I think this is the heart of most of the angst around AI: it runs on computers, computers are precise and deterministic, therefore AI must be precise and deterministic.
But… it just doesn’t work that way. There is tons of room for improvement in safety and reliability, but expecting a multi-billion parameter neural network to have the same accuracy properties as a software calculator is always going to lead to frustration.
Complex systems have complex failure modes. There is a reason we use hammers and not CNC machine presses for nails.
Right but this is way too often glossed over in the rush to hype the new models. I see even many people that should know better failing to treat their output with appropriate skepticism.
So much money is being dumped into this stuff now there's a huge incentive to sweep the shortcomings under the rug.
Perhaps? But I'm not sure I see the value in saying that other people aren't doing a good job of setting expectations with yet other people. Presumably we around here know, right? And it's always fraught to imagine problems third hand.
Yet the Windows 3.1 calculator couldn't subtract properly.
While I bring that example up in jest, there are real limitations to how computers do math. The calculator app may produce correct results for everyday problems. Yet there are many domains where you must know how floating point numbers are handled, how the computer handles trigonometric functions, etc.. It's not that the computer is wrong. There are simply limitations due to how floating point numbers are represented. Even integers can be problematic due to their own limitations.
> Yet the Windows 3.1 calculator couldn't subtract properly.
OK, but I'm sure that Microsoft treated that as a bug to be fixed, rather than as an inherent limitation of computers that we just need to understand and deal with.

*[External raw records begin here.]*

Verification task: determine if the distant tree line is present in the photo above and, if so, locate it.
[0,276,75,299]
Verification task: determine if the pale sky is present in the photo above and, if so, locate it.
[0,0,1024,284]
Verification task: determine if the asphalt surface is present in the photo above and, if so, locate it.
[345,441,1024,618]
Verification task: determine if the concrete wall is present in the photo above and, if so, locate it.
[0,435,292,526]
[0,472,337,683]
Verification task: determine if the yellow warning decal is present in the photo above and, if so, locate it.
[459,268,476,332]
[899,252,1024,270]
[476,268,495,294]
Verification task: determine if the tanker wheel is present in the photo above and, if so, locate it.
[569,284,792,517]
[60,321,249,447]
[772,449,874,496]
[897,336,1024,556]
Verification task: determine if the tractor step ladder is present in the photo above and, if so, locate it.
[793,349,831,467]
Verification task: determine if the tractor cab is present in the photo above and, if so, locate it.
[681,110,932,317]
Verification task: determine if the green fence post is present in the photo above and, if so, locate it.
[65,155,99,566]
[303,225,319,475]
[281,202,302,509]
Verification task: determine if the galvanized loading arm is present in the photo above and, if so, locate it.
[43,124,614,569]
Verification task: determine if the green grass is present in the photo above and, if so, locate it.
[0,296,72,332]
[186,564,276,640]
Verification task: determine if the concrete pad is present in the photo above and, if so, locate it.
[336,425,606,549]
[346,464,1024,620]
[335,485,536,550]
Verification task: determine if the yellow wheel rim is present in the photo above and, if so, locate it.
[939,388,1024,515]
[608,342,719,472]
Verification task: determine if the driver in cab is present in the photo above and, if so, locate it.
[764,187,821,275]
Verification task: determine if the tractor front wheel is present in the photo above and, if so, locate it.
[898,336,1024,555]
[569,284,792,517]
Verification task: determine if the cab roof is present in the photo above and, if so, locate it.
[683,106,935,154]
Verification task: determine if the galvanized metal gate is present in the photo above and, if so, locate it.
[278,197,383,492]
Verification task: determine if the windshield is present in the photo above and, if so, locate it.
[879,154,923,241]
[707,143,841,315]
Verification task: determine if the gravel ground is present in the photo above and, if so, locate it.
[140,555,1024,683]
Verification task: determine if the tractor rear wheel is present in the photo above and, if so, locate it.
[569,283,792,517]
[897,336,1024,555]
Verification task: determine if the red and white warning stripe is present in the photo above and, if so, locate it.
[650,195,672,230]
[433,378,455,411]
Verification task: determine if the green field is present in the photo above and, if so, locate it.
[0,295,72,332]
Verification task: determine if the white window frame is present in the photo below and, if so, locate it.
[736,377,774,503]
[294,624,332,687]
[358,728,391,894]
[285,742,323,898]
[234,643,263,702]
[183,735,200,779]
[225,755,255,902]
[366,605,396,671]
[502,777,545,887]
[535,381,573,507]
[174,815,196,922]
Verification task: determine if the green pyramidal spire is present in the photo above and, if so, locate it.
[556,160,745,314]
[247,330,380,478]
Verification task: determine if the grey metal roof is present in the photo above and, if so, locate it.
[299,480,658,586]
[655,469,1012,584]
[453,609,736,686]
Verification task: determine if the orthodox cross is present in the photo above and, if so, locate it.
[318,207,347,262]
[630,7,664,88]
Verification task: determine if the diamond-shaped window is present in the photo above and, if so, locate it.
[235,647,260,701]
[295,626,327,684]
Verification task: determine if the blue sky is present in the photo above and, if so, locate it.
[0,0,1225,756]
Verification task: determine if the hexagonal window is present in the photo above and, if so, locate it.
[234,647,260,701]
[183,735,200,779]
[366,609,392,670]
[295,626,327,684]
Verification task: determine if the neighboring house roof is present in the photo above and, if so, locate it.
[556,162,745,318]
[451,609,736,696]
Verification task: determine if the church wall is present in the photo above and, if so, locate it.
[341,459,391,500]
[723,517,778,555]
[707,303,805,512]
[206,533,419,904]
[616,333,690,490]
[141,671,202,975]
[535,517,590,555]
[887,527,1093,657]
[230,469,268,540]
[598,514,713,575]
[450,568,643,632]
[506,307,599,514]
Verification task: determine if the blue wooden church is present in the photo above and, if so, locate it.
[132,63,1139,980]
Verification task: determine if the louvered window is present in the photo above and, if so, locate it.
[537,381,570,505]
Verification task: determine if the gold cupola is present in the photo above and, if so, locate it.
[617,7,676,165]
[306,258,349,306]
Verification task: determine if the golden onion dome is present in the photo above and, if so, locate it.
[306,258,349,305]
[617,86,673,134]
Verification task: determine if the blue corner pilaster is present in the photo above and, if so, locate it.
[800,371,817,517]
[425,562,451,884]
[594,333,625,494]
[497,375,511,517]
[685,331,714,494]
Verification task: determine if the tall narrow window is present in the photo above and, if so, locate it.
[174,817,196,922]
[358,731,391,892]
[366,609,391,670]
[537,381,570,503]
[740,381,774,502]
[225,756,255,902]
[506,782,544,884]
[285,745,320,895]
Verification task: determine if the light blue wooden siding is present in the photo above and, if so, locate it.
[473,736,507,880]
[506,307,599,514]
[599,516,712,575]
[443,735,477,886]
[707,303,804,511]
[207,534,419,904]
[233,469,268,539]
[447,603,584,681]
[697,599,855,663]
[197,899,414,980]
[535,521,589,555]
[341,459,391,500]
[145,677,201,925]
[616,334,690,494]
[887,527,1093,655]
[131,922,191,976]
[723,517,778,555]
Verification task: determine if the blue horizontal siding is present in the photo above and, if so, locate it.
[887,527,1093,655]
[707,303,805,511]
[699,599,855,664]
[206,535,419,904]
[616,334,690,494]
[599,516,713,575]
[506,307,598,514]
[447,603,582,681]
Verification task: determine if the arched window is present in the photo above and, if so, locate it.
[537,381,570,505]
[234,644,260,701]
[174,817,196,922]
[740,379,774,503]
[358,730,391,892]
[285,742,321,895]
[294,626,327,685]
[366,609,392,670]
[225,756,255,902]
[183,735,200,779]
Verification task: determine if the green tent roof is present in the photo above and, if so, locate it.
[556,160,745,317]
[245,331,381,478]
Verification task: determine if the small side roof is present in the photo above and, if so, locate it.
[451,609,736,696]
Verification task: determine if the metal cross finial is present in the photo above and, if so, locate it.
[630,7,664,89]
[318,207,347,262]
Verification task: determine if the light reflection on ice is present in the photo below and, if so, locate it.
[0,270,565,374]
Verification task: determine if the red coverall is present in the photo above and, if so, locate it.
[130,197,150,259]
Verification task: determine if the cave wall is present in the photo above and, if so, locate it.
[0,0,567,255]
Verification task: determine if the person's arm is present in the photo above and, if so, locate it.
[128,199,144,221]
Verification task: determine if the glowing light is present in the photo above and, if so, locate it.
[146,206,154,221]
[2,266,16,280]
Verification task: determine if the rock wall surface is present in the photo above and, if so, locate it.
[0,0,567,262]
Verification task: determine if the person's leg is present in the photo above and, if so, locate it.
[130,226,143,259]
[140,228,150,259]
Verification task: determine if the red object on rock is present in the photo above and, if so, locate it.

This would be a useful analogy if Microsoft promoted the calculator as the next epoch-making trillion dollar revolution in computing and then swept aside the numerous mistakes it made on simple inputs as no worse than the average human.
Also remember all the user-account leaks. If you were part of the leak then it is trivial for bad actors to craft the perfect email, when they know what sites you have accounts on.
People are fooled by phishing emails all of the time. It is arrogant to suggest that anyone, including ourselves, are immune to falling prey to phishing. One of the reasons why so many phishing emails look like phishing emails is because the people creating them do not do due diligence when reaching out to their targets (e.g. ensuring that the email looks like it originates from a legitimate source). Another reason is that few of us are targeted directly (e.g. the phishers do not know whether we deal with the organization they are posing as). Yet the right combination of factors will leave anyone vulnerable.
If we can be fooled, shouldn't we expect the same of our filters? Sure, the filters may be better set up to identify certain forms of phishing and we may be in a better position to identify other types of phishing. Yet neither party is foolproof.
(Then there are things to consider like avoiding false positives, which will weaken the filters. It doesn't matter if those filters are automated or human.)